London-based Queen's Counsel Khawar Qureshi, who has been engaged by the Directorate of Public Prosecutions, will only handle the corruption case facing Deputy Chief Justice Philomena Mwilu, its director has clarified.
A Queen's Counsel, or King's Counsel during the reign of a king, is an eminent lawyer who is appointed by the monarch to be one of "Her Majesty's Counsel learned in the law." The term is also recognised as an honorific.
While defending Khawar Qureshi's appointment, DPP Noordin Haji told the Senate Justice, Human Rights and Legal Affairs Committee that the prosecutor would not handle all cases of corruption but only Justice Mwilu's.
Mr Haji told the committee that the Deputy Chief Justice's (DCJ) case was complicated and needed an independent person who had no political links or emotional attachment to it.
He said he picked Prof Qureshi through single-sourcing after failing to find a suitable candidate through advertisement.
The DPP was responding to a question from Nakuru Senator Susan Kihika, who expressed concern that the appointment of the Queen's Counsel could be seen as indicating that the DPP's office lacked prosecutors of integrity and competence to handle complex cases.
Ms Kihika, who is also the Senate Whip, told the DPP that it was not going to be easy for a foreigner to handle corruption cases in the country.
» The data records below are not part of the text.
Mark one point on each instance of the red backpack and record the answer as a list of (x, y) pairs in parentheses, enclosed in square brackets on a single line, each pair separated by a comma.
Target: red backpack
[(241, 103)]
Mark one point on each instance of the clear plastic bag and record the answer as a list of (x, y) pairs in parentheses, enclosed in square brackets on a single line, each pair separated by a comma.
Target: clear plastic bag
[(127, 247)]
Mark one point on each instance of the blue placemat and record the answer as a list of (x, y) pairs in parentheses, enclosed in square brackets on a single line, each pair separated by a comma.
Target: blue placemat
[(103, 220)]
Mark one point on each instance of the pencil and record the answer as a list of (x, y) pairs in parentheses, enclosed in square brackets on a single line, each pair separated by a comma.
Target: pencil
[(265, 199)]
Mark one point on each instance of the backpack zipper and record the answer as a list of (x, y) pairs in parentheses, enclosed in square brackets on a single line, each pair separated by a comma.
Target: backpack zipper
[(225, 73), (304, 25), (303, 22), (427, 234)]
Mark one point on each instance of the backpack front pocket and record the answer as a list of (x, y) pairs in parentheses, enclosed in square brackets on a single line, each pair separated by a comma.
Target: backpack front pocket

“Are you telling us that as a country we don’t have qualified lawyers to take up that position; that we have to go back to England for assistance? The appointment makes me wonder whether you have an office of prosecutors that you don’t trust. Don’t you think you need to boost the morale of your officers?" she asked.
Haji, however, said the senior local lawyers were not comfortable handling the DCJ, a case he said had been viewed with executive power undertones, political inclination, and hence his decision to go for an independent person.
The DPP said in a notice on Tuesday that he had picked the professor through single-sourcing after failing to find a suitable candidate through advertisement.
“I had a meeting with my prosecutors and we arrived at the decision to bring in an independent person to handle the case. It is not that we don’t have qualified prosecutors in the country; we have, and in fact, some are more senior than me,” Haji said.
The DCI, who had accompanied Attorney General Paul Kariuki, Director of Assets Recovery Agency Kimani Muthoni, Director of Criminal Investigations George Kinoti and top officials from the Ethics and Anti-Corruption Commission, told the committee that the case facing the DCJ was high-profile and of public interest.
“All senior counsels were not comfortable handling the case. It is sensitive and I thought it needed an independent one. I have faith in my staff. On this particular one, we agreed that we needed a special counsel. I had assigned the most senior to handle the matter but there were accusations,” Haji added.
Among the senior officials facing graft charges are Mwilu, former Sports CS Richard Ekai, several principal secretaries, and former and current governors.
Prosecutors have accused the DCJ of abuse of office, accepting money in the form of a gift, failing to pay taxes, and obtaining by false pretext.